Kesan melindungi bupati yang kini menjadi tersangka di KPK itu tergambar ketika JPU mengajukan pertanyaan dalam pemeriksaan Sunartoyo. Nama tersebut merupakan salah satu terdakwa dalam kasus korupsi pengadaan seragam batik di Pemkab Nganjuk. Direktur PT Delta Inti Sejahtera itu menjadi sutradara yang mengatur segala proses pengadaan seragam batik.

Dalam pemeriksaan terdakwa tersebut, JPU sebenarnya sempat menanyakan aliran dana yang pernah digelontorkan Sunartoyo selama pengadaan batik. Sayang, pertanyaan yang diajukan hanya setengah hati. Jawaban Sunartoyo yang nglambyar hanya ditelan mentah-mentah dan tidak dikejar.

Misalnya, ketika JPU mempertanyakan barang bukti rekaman telepon. Dalam rekaman itu, Sunartoyo mengakui bahwa bupati ikut menerima aliran uang. Rekaman telepon tersebut, salah satunya, berisi pembicaraan antara Sunartoyo dan guru spiritualnya yang disebut Gus Pur asal Mojokerto.

Dalam rekaman tersebut, Sunartoyo mengaku memberikan Rp 500 juta, tapi disamarkan untuk tim sukses calon bupati Ponorogo. Inilah kutipan percakapan tersebut: ’’Nggih (ya), memang itu saya bantu untuk bupati Rp 500 juta, tapi kulo slimuraken (saya samarkan, Red) untuk pilkada bupati Ponorogo dan wonten tulisane (ada tulisannya, Red) Nganjuk.’’

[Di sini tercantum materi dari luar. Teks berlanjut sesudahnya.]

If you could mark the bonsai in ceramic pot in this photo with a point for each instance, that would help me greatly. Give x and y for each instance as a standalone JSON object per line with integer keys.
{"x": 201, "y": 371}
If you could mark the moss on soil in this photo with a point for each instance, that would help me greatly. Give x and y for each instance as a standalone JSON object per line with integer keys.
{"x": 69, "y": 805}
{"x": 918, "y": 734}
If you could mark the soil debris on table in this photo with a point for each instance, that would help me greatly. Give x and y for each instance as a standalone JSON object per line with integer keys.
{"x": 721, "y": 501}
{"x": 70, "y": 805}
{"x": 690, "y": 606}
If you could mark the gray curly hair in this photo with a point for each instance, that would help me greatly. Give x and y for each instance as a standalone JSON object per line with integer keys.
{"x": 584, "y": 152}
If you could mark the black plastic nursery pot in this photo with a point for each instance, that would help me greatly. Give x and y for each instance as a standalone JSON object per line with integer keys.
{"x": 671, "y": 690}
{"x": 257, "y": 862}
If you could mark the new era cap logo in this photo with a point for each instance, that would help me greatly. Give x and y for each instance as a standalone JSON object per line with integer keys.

’’Apa maksud percakapan tersebut?’’ tanya jaksa Eko Baroto di pengadilan tipikor kemarin  Sunartoyo menjawab, uang tersebut diberikan kepada tim sukses bupati incumbent dalam pilkada Ponorogo.

Eko sempat bertanya lagi, siapa bupati Ponorogo yang dimaksud? Menurut Eko, saat itu tidak ada bupati incumbent dalam pilkada Ponorogo. Yang ada adalah Plt bupati. Pertanyaan jaksa itu dijawab seenaknya oleh Sunartoyo.

’’Iya, dari Pak Kiai seperti itu,’’ ucapnya. Sayang, meski jawaban tersebut tidak nyambung, JPU tidak mengejar lebih jauh.

Bukan hanya kepada Gus Pur, Sunartoyo pernah mengungkapkan hal yang sama kepada B. Tutik Arjuno. Percakapan telepon dengan B. Tutik Arjuno itu juga menjadi bukti dalam sidang.

Dalam rekaman itu, Sunartoyo juga mengaku memberikan Rp 500 juta kepada Taufiq. Berikut pernyataan Sunartoyo: ’’Wonten ketemon aliran dana ten bupati. Kulo wau mboten ngakoni. Kulo ngomong lek damel pilkada. Pancene bupatine nrimo (Ditemukan aliran dana kepada bupati. Saya tidak mengakui. Saya bilang kalau dipakai pilkada. Memang bupati menerima, Red).’’

Rekaman itu juga sempat ditanyakan JPU. Sunartoyo tetap mengaku, bupati yang dimaksud adalah bupati Ponorogo. Sayang, JPU cukup puas dengan jawaban tersebut meski tidak nyambung.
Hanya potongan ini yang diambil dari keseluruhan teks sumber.